Rédigé par Babou Bitèye | Mardi 3 Avril 2007 à 14:40

           

A lire ou à entendre certains analystes, il suffit de remplacer les responsables associatifs musulmans actuels en France, de mettre à leur place d’autres qui sont nés ou qui ont grandi en France, pour que les choses aillent bien dans le meilleur des mondes. Ce point de vue mérite respect mais il ne peut être aucunement exempt de discussion.



Car avec ce point de vue, nous avons l’impression qu’il suffit d’être né ou d'avoir grandi en France pour être naturellement bon et disposer de toutes les qualités nécessaires pour diriger une organisation, une association de musulmans. Et, a contrario, il suffit d’être né ailleurs pour avoir toutes les tares : complexe d’infériorité, hantise de l’expulsion, manque de compréhension de la société française, méconnaissance de la langue française! Au-delà des clichés que ces insinuations peuvent entretenir je pense qu’une connaissance réelle des dynamiques associatives musulmanes démentirait cette approche binaire qui ne fait que le bonheur de certains courants hostiles à la réussite de ces dynamiques associatives, malgré les obstacles qu’elles rencontrent.

Il est nécessaire de rappeler que la plupart des responsables d’associations musulmanes en France sont Français même si leurs parents ne le sont pas.

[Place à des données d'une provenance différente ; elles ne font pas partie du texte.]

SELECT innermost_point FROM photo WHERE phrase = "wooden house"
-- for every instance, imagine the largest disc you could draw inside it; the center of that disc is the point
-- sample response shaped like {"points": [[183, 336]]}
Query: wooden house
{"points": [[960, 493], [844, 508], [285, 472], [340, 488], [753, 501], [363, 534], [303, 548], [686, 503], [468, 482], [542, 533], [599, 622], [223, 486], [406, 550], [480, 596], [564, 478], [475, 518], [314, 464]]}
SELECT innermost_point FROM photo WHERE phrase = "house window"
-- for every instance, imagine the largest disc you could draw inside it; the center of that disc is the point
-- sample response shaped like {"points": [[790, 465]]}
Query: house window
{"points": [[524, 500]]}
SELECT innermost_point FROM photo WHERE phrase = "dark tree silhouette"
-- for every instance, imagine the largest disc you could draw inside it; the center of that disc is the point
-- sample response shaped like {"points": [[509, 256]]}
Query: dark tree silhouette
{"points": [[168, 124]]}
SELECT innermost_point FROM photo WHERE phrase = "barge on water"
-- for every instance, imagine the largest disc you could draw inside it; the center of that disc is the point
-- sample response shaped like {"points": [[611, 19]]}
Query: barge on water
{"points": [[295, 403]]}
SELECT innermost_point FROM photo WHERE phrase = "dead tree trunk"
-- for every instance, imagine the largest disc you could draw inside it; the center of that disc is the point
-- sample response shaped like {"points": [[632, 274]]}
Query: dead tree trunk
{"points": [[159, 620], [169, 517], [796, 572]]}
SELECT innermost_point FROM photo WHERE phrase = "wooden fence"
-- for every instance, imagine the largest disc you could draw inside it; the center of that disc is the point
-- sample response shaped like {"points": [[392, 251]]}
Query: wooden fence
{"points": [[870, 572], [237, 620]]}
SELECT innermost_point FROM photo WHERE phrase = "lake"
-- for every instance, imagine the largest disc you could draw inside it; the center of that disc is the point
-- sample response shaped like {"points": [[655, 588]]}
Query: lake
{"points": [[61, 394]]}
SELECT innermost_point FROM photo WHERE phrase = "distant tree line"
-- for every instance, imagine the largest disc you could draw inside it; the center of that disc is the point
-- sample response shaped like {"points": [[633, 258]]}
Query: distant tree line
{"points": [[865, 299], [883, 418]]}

Veut-on simplement établir une préférence nationale entre les responsables musulmans qui sont nés ici et ceux qui sont nés ailleurs ? Autrement, si les tenants de ce discours sont favorables au jus soli, qu’ils le disent ouvertement et assument leurs responsabilités.

Les responsables du culte musulman sont confrontés, dans la plupart des villes, à des problèmes qui appellent des solutions concrètes : refus subjectifs de maires à leur délivrer des permis de construire ; recherche des financements à la construction de lieux de culte qui coûtent chères (des millions d’euros face à une communauté dont la situation socio économique est extrêmement fragile et précaire) nécessitant de sillonner la France des mois durant, voire des années pour des collectes afin de réunir l’argent nécessaire; assurer l’encadrement des fidèles dans leur démarche spirituelle (des demandes qui ne sont pas médiatisées et qui demandent énormément d’investissement humains et financiers) : imamat dans les mosquées (avec les cours, l’accompagnement spirituel, moral, psychologique, etc.) ; il faut des aumôniers dans les prisons où les musulmans sont de loin les moins servis par rapport aux autres cultes ; des aumôniers pour les hôpitaux ; des aumôniers pour les armées ; il faut s’engager dans le dialogue interreligieux afin de promouvoir l’échange et favoriser la paix sociale, etc. Les demandes sont multiples et il n'y a pas suffisamment de ressources humaines pour assurer ces services. Car face à ceux qui agissent, nous avons ceux qui constatent, qui se lamentent, qui donnent des leçons, qui se spécialisent dans les critiques destructives.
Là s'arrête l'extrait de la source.